The United Nations treaty system is crumbling and urgently needs reform if it is to be effective, according to 2011 Senior Australian of the Year and Emeritus Professor Ron McCallum AO.
Speaking at a Law Week breakfast hosted by Minter Ellison in Sydney this morning (18 May), McCallum - who is totally blind - spoke of his work as Chair of the UN Committee on the Rights of Persons with Disabilities (CRPD) and how a lack of funding coupled with a growing number of treaty bodies is crippling the system.
McCallum said that while he firmly believes in the UN and what it stands for, the fact that the number of treaty bodies has increased from five to nine over the last 10 years, with another two to be established shortly, means that UN funds are being stretched beyond breaking point. As such, many countries are unable to meet their reporting obligations, making the treaty system futile.
"Conventions are words on paper, and we want to make them living," said McCallum. "And the only way to do that is if nations [meet their reporting requirements]."
However, McCallum said that it is generally considered a victory if only 50 per cent of countries which are party to a UN treaty meet their reporting requirements, and the number of nations able to fund staff to fulfill reporting obligations under a growing number of treaties is dwindling.

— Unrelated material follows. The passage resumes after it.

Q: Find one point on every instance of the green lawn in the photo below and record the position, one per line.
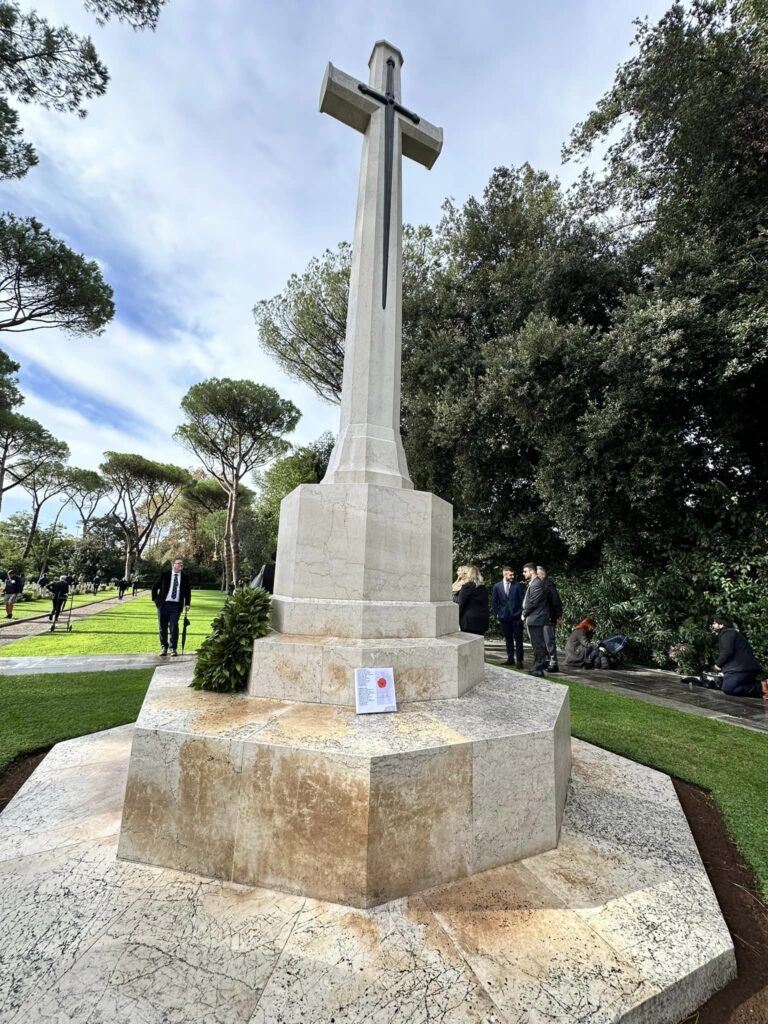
(27, 609)
(729, 762)
(39, 711)
(122, 629)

"The nations that we want to report [to us] are often smaller and poorer nations," said McCallum. "The system will grind to a halt unless something is done."

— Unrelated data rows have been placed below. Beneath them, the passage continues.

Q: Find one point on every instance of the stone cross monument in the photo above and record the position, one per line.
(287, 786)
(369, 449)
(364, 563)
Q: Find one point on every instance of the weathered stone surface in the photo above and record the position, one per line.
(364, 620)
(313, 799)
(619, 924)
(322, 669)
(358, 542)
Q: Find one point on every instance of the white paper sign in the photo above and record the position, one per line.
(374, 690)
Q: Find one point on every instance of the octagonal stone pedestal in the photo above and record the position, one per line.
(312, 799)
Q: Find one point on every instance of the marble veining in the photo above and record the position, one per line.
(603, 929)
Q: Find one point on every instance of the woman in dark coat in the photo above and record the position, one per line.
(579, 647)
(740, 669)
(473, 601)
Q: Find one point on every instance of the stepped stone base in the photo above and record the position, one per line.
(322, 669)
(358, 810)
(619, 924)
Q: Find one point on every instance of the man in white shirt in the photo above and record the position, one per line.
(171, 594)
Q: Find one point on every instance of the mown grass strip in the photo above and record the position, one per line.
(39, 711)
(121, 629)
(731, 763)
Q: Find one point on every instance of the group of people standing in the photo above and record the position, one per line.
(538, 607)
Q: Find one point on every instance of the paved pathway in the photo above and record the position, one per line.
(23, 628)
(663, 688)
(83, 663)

McCallum also spoke of the importance of Non-Governmental Organisations (NGOs) in ensuring that the true situation about human rights in any given country comes to light.
"When governments report, the temptation is to look as good as possible," he said. "Most countries don't want to hang out all their dirty washing at once ... We rely on alternative reports from NGOs."
McCallum, who also teaches law at the University of Sydney and consultant at HWL Ebsworth, said being a part of the CRPD is an "extraordinary privilege".
A review of the treaty system, of which McCallum will be a part, is currently being planned.